In the present study, Broncho Pleural Fistula (BPF) was seen in 12 (54.54%) cases of tubercular and 6 (20%) cases of non-tubercular empyema. In Kundu08 study, 16 (55.2%) cases of tubercular and 5 (10.9%) cases of non-tubercular groups presented with bronchopleural fistula indicating that tuberculous empyema had bad prognosis when compared with the other group requiring surgical management.

Progression of the empyema with the development of fibrinous adhesions and loculations make simple drainage difficult if not impossible. Chest tube drainage and intravenous antibiotic therapy might be adequate for stage 1 empyema. However, this approach is rarely effective in patients with stage 2 or 3 disease.

Although, there might be clinical improvement with drainage of the pleural space and antibiotic therapy, re-expansion of the entrapped lung is unlikely to occur in a significant number of cases and this ultimately leads to surgical intervention. Recognising the limitations to this approach, some researchers have advocated the use of intrapleural fibrinolytic agents as a form of chemical debridement to enhance pleural drainage and to disrupt loculations.
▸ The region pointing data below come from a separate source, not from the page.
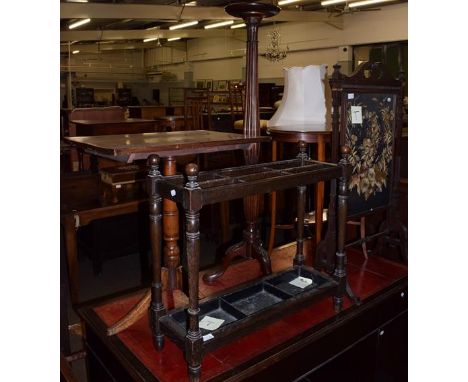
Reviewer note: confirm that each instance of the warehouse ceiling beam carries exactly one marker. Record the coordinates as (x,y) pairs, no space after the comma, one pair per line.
(169,12)
(97,35)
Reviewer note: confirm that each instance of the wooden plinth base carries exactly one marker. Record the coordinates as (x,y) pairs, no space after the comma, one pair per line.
(380,283)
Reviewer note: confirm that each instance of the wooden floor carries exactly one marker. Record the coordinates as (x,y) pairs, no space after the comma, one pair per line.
(134,345)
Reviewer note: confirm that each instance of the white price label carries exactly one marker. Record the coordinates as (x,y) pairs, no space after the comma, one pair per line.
(356,114)
(208,337)
(210,323)
(301,282)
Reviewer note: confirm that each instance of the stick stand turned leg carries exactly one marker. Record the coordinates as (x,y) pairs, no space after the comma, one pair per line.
(251,246)
(157,307)
(193,339)
(340,265)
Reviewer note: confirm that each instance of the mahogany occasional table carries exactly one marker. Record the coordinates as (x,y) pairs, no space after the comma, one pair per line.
(168,145)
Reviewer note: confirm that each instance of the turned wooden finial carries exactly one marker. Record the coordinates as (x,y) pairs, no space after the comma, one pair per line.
(191,170)
(336,71)
(302,151)
(345,150)
(153,161)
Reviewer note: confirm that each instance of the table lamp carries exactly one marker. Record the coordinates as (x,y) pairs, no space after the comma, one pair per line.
(303,105)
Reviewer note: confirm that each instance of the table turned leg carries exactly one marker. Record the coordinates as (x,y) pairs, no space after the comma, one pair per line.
(172,270)
(320,192)
(271,237)
(152,299)
(299,257)
(193,338)
(72,256)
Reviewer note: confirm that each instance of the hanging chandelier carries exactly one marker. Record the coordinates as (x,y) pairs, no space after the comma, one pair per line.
(273,52)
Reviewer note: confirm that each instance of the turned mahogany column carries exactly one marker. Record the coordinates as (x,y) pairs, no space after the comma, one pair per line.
(252,14)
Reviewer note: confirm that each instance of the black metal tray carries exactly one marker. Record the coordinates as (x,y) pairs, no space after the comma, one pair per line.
(251,305)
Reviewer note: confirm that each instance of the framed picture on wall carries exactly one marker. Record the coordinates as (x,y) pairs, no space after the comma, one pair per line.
(222,85)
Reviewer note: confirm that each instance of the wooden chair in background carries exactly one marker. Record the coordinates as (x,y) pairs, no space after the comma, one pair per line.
(197,109)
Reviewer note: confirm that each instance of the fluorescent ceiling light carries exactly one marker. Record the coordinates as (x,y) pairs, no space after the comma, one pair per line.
(183,25)
(367,2)
(331,2)
(284,2)
(241,25)
(220,24)
(79,23)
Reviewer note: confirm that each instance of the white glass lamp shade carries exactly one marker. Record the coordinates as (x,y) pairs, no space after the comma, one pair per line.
(303,105)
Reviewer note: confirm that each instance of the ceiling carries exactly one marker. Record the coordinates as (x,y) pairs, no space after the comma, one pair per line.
(123,24)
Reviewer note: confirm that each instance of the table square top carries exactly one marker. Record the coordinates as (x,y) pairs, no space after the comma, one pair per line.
(130,147)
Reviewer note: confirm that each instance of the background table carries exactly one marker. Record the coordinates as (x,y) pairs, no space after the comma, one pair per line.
(86,127)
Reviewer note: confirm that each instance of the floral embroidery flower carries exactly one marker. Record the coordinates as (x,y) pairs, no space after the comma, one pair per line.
(371,145)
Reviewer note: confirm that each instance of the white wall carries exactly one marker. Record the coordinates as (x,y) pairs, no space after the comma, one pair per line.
(223,57)
(308,42)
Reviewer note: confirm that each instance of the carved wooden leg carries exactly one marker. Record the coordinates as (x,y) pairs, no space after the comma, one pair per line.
(299,257)
(340,264)
(326,249)
(320,191)
(271,239)
(153,298)
(157,307)
(72,255)
(362,230)
(193,339)
(172,271)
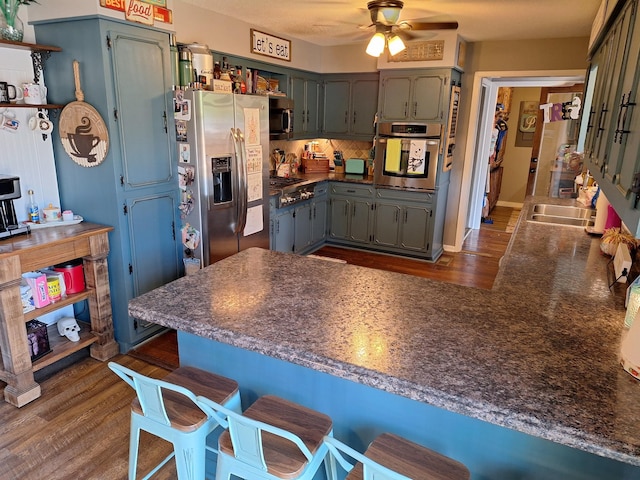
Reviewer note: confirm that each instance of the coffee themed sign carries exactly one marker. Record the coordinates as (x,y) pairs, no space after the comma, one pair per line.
(82,130)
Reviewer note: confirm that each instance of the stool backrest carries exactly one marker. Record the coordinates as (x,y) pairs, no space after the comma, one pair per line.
(246,434)
(151,393)
(371,470)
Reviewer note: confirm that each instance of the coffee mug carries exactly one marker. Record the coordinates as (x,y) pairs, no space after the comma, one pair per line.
(40,123)
(10,93)
(8,120)
(34,94)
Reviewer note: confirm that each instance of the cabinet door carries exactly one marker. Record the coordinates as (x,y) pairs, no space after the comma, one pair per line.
(142,108)
(618,44)
(395,97)
(152,231)
(336,106)
(414,228)
(364,104)
(340,208)
(319,221)
(427,98)
(359,221)
(302,227)
(312,107)
(626,140)
(386,224)
(283,232)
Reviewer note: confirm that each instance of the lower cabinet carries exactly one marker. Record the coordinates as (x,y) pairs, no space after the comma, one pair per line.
(388,220)
(351,213)
(302,227)
(403,224)
(362,216)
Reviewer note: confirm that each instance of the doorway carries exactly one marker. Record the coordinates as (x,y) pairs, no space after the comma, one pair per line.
(483,100)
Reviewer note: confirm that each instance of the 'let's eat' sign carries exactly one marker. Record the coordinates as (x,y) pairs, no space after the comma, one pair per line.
(265,44)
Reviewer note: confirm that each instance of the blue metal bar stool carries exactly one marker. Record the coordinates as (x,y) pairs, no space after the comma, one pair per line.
(390,457)
(273,439)
(168,409)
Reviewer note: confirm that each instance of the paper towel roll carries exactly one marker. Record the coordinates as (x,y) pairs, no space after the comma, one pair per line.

The study by Rahman et al “Intrapleural use of tissue plasminogen activator and DNase in pleural effusion” showed that intrapleural t-PA and DNase therapy improved the fluid drainage and reduced the frequency of surgical referral and hospital stay.17

Good lung expansion with minimal pleural thickening was seen in 25 (83.33%) cases of non-tubercular cases. But only 13 (59%) cases of tubercular empyema had resolution. Four patients with tuberculous empyema underwent surgery despite ATT and ICTD, whereas only one (3.33%) in the non-tuberculous group needed surgery. These results were comparable with those of Kundu study.
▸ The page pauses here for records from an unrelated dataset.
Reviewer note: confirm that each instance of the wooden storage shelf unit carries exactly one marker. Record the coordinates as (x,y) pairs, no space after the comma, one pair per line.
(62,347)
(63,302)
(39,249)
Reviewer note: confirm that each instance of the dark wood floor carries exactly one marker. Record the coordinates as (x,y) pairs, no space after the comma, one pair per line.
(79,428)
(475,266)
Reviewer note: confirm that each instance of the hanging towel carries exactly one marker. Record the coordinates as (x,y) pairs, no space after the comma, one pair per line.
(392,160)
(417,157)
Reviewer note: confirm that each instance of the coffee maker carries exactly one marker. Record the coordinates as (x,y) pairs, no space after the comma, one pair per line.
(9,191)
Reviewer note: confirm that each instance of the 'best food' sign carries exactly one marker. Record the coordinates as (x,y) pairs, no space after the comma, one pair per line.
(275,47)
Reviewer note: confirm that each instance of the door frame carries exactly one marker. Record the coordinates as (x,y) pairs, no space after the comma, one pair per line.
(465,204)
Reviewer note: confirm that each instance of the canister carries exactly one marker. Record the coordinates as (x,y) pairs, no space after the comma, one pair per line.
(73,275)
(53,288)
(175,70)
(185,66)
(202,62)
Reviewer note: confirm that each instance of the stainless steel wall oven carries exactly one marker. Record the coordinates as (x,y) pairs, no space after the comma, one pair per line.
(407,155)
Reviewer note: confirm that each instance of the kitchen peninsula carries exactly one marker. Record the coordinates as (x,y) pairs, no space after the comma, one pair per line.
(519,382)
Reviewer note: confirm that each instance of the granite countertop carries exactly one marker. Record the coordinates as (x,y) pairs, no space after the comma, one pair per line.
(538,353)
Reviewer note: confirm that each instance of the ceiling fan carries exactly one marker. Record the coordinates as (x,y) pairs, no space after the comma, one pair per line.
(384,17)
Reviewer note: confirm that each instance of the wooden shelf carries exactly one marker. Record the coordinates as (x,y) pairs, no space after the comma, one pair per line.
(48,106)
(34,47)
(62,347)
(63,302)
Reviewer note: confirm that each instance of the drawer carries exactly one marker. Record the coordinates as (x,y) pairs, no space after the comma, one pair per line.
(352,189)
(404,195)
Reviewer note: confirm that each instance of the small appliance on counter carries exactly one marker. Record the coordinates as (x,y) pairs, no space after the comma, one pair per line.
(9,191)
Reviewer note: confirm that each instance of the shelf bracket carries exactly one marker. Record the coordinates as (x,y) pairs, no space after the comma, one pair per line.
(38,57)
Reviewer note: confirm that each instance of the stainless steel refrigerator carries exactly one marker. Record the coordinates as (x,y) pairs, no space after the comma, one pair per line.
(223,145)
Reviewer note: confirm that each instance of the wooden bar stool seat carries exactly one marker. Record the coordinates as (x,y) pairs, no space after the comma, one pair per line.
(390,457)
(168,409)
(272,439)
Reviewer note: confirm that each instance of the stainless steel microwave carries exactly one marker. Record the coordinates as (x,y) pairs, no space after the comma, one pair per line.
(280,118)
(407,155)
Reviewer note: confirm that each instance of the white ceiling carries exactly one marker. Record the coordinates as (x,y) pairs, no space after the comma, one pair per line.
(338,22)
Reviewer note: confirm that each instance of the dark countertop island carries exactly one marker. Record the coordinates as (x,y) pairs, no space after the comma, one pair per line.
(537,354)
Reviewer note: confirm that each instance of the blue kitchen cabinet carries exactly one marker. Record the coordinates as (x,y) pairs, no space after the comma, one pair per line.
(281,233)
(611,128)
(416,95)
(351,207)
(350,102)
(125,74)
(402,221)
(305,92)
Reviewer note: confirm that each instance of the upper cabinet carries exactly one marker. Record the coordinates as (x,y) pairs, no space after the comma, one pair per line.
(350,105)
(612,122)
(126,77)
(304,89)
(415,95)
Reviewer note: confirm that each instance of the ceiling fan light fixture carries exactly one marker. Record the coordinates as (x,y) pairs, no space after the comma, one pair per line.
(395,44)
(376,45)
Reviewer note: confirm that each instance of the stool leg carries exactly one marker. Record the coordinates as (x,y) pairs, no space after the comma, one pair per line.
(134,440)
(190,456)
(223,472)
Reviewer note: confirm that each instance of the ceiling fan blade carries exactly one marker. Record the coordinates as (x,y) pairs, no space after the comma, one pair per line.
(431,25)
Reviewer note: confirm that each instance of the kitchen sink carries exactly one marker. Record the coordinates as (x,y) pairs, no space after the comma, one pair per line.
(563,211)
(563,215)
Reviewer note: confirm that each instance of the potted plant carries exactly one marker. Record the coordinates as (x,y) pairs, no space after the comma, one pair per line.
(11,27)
The outcome among tuberculous and non-tuberculous groups of empyema were different with non-tuberculous empyema showing good response and almost complete resolution in most cases with appropriate antibiotics and therapeutic procedures like serial thoracocentesis and intercostal drainage. But in tubercular group, despite ATT and ICDT, the duration and course of the disease was longer, hospital stay and mean duration of ICDT was longer with more cases presenting with BPF and resolution rate was less compared to non-tubercular group.

 
Follow-Up

All patients were followed up after the discharge at 1 and 3 months. All of them were evaluated clinically and radiographically. Most of the patients (68%) were asymptomatic and had good lung expansion; 12% were clinically normal, but revealed pleural thickening; 11% had persistent collapse.

 

CONCLUSION

  • Empyema continues to be prevalent in our country, particularly in the lower socioeconomic strata due to the delay in seeking medical care, inappropriate antibiotics and dosages and duration of antibiotic treatment.
  • Empyema fluid is diagnostic for pathogens if appropriate handling and early cultures were done, but in the present scenario with prior antibiotic treatment the fluid is sterile in most cases. Pleural fluid biochemical parameters would also vary depending on the stage of empyema, severity and previous antibiotic therapy.
  • Management of primary empyema continues to be controversial in terms of duration of antibiotic therapy and the indications for and timing of surgery. There is a need for randomised controlled trial for strict guidelines on the management of empyema.
  • Tuberculous empyema differs from non-tuberculous empyema in the age profile, clinical presentation, management issues and has a significantly poorer outcome.
  • Tuberculous empyema remains a significant cause of empyema thoracis in India. Further studies are needed to evaluate the role of rapid diagnostic tools like CBNAAT with reliable sensitivity and specificity in the diagnostic algorithm for the early diagnosis of tuberculous empyema, which would help in planning the treatment of empyema.

 

ACKNOWLEDGEMENT

The Author sincerely acknowledges and thanks Dr. MG Krishna Murthy, Professor and Head of the Department of Pulmonary Medicine, Gandhi Medical College, Secunderabad/ Government General and Chest Hospital, TS, for the cooperation and their assistance during the study.